Today, Unnao Junction Railway Station is a major railway hub, serving thousands of passengers every day. It is served by several long-distance trains, connecting it to major cities like Delhi, Mumbai, Kolkata, and Chennai, as well as smaller towns and villages in the region. With its rich history and modern facilities, the Unnao Junction railway station continues to play a vital role in the development of the region.

== Lines ==

1. Unnao - Lucknow line*: This line connects Unnao Junction to the state capital of Lucknow, which is located approximately 60 km away. Several passenger and express trains operate on this line, making it a convenient and popular mode of transport for commuters traveling between the two cities.
2. Unnao - Kanpur line*: This line connects Unnao Junction to Kanpur, which is one of the largest cities in Uttar Pradesh. This line is an important transport route for the region and offers several passenger and express trains connecting Unnao to Kanpur.
3. Unnao - Prayagraj line^: This line connects Unnao Junction to Prayagraj, one of the holiest cities in India. The line offers some passenger and express trains, like Prayagraj Sangam Intercity, Unchahar Express, Prayagraj Sangam Express Special
4. Unnao - Varanasi line: This line connects Unnao Junction to Varanasi, one of the oldest cities in the world and an important religious center in India. Currently no direct train between Unnao and Varanasi is operated on this line.
5. Unnao-Balamau line: The Unnao-Balamau railway line is a branch line that connects Unnao Junction with Balamau Junction, both located in the state of Uttar Pradesh. The total length of the line is approximately 77 km, and it is a single-line, electrified route. The line was opened in the late 19th century and was initially constructed as a narrow-gauge line. However, it was later converted to broad gauge.
6. Unnao-Rae Bareli line^: The Unnao-Rae Bareli railway line is a single-line, non-electrified branch line that connects Unnao Junction with Rae Bareli Junction, both located in Uttar Pradesh. The total length of the line is approximately 63 km. The line was opened in the late 19th century and was initially constructed as a narrow-gauge line. However, it was later converted to broad gauge.
- Unnao-Lucknow line and Unnao-Kanpur line are portions of the Lucknow-Kanpur Suburban Railways. Unnao Junction acts as a major intermediary station on this line.

^ Unnao Raebareli line and Unnao Prayagraj line are part of the Kanpur-Varanasi Branch Line. The Unnao-Raebareli line originates and terminates at Unnao Junction, while the Unnao-Prayagraj line extends to Kanpur Central.

==Electrification==
The electrification of the rail line passing through Unnao Junction began in the 1970s as part of the Indian Railways' plan to electrify all major rail routes in the country. The electrification work was carried out in phases and took several years to complete.

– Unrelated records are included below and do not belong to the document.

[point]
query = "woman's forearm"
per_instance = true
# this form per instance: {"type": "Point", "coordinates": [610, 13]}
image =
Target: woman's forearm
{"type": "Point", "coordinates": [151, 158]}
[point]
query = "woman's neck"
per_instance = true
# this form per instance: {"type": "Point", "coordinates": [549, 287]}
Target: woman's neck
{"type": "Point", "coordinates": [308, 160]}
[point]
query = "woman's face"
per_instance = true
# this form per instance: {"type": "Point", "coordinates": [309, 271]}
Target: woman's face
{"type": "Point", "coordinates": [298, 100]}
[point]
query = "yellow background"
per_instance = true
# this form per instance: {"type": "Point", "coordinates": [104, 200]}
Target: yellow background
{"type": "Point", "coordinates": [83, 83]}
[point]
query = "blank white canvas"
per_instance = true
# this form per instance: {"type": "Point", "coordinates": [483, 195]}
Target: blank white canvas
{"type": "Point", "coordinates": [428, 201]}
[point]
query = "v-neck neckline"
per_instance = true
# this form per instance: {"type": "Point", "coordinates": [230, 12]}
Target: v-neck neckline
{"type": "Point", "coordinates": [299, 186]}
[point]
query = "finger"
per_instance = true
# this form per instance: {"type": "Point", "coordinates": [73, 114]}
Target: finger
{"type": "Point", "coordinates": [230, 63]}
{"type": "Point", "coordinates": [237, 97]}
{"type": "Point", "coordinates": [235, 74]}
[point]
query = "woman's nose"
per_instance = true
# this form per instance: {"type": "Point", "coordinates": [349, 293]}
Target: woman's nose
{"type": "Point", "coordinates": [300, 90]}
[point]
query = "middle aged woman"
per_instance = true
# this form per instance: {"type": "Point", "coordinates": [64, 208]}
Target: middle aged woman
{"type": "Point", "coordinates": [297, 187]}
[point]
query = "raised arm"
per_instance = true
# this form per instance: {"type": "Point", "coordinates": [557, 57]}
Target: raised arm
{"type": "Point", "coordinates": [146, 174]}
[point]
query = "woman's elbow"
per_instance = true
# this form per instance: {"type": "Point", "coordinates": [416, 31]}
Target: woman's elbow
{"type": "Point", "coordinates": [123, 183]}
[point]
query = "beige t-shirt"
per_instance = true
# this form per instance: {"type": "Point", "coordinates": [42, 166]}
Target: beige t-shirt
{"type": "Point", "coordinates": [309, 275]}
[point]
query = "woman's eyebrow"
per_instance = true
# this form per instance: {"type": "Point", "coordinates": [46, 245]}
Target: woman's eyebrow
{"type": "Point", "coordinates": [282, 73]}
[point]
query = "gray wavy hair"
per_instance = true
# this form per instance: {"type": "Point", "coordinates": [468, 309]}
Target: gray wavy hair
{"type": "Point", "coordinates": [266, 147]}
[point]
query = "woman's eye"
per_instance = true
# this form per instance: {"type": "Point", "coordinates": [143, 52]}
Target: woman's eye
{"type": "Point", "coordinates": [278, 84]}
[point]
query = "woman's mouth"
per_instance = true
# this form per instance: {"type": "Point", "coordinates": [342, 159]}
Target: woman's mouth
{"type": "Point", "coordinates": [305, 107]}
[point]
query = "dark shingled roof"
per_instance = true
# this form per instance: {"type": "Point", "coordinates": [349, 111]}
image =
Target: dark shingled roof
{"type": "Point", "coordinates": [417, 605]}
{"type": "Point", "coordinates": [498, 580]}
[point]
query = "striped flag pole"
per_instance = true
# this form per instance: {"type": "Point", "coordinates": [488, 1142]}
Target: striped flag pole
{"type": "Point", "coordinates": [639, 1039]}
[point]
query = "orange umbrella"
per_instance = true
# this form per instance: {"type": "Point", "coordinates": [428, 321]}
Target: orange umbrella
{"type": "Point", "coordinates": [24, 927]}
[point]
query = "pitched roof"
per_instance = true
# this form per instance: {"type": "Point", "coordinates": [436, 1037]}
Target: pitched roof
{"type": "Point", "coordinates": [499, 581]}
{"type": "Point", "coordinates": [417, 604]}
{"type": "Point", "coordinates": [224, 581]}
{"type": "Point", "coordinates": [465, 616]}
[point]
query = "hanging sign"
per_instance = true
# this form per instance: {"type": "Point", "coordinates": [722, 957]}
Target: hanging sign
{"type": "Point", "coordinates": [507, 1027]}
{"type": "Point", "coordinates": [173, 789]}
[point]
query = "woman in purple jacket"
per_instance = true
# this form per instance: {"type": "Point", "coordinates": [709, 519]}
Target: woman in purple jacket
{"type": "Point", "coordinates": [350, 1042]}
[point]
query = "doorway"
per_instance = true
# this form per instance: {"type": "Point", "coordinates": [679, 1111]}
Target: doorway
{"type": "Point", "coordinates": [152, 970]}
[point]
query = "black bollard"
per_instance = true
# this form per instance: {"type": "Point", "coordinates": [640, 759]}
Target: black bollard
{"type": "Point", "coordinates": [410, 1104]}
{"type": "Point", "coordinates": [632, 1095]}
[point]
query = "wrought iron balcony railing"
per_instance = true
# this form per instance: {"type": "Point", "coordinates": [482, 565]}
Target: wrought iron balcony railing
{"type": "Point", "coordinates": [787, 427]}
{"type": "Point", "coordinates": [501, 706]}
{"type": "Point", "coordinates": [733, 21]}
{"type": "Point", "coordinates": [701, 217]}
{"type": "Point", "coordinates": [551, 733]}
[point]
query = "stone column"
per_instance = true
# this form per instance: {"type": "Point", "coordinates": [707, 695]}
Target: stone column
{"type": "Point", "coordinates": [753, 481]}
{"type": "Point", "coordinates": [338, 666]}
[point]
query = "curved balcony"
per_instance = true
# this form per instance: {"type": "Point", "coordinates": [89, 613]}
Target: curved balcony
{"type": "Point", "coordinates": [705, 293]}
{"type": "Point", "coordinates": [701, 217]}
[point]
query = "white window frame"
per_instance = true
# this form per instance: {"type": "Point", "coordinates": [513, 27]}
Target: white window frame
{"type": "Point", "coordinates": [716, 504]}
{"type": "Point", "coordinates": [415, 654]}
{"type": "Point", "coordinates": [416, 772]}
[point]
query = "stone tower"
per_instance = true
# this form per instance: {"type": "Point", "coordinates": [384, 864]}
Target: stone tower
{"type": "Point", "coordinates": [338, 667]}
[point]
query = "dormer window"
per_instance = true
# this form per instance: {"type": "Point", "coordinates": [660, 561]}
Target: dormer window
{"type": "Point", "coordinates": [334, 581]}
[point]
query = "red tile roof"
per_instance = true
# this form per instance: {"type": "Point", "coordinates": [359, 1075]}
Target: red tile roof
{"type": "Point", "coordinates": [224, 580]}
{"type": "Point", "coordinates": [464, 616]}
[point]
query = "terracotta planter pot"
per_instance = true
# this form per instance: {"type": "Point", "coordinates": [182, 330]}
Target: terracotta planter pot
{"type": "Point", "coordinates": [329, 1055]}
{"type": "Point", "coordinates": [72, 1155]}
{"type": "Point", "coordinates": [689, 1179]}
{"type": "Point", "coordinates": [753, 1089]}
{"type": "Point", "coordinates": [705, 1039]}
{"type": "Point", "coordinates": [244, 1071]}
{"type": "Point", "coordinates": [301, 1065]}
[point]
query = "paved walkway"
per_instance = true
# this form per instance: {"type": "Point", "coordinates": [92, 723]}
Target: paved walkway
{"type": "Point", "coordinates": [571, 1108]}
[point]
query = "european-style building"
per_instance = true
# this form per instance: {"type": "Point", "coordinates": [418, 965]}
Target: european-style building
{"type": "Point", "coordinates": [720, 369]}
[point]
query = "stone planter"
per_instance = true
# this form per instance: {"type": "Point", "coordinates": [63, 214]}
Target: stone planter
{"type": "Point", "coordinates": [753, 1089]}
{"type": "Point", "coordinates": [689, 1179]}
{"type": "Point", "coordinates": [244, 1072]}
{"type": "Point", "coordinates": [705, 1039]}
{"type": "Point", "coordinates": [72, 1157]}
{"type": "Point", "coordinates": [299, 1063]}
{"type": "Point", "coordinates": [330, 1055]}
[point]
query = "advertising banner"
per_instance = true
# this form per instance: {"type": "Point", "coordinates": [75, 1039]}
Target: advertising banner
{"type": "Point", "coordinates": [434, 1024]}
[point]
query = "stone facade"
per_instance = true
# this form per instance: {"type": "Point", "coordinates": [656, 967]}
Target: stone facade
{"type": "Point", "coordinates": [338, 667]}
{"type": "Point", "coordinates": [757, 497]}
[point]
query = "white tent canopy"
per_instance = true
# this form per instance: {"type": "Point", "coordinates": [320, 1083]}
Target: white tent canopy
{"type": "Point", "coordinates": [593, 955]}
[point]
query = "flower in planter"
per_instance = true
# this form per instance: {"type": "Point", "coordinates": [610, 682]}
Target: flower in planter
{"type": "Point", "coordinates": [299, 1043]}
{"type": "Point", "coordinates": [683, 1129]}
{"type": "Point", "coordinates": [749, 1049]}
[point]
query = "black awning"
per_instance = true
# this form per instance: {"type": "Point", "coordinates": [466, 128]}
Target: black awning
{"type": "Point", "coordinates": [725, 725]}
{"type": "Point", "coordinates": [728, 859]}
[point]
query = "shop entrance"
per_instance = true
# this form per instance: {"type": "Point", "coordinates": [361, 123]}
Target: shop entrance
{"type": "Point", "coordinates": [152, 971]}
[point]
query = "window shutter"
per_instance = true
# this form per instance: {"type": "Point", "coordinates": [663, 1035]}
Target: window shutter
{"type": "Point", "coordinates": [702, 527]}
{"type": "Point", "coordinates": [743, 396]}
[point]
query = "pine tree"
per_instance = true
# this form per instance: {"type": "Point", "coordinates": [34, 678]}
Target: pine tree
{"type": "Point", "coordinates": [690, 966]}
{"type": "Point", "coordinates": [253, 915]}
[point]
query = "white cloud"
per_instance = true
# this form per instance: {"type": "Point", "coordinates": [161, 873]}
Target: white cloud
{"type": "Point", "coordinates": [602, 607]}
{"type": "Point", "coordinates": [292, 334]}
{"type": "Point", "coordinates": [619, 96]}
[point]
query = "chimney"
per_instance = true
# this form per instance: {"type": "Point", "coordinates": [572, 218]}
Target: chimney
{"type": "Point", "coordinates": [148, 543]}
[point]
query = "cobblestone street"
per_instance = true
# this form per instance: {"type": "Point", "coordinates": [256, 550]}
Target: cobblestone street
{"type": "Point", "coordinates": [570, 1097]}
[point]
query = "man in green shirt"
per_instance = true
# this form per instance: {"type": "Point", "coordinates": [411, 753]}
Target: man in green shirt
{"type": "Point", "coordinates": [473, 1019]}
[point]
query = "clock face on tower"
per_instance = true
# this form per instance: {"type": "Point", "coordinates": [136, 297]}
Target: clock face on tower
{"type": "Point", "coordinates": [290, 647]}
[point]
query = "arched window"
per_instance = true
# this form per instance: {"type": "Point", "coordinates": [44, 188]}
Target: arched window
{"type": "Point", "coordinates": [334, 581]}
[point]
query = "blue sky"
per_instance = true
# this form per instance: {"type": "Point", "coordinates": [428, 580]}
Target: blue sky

The first phase of electrification between Lucknow and Kanpur was completed in 1971, and this helped to increase the speed and efficiency of trains passing through Unnao Junction.

The Kanpur–Kanpur Bridge–Unnao–Lucknow section was electrified in 1999–2000. The electrification work on the remaining section of the line passing through Unnao Junction was carried out in subsequent years.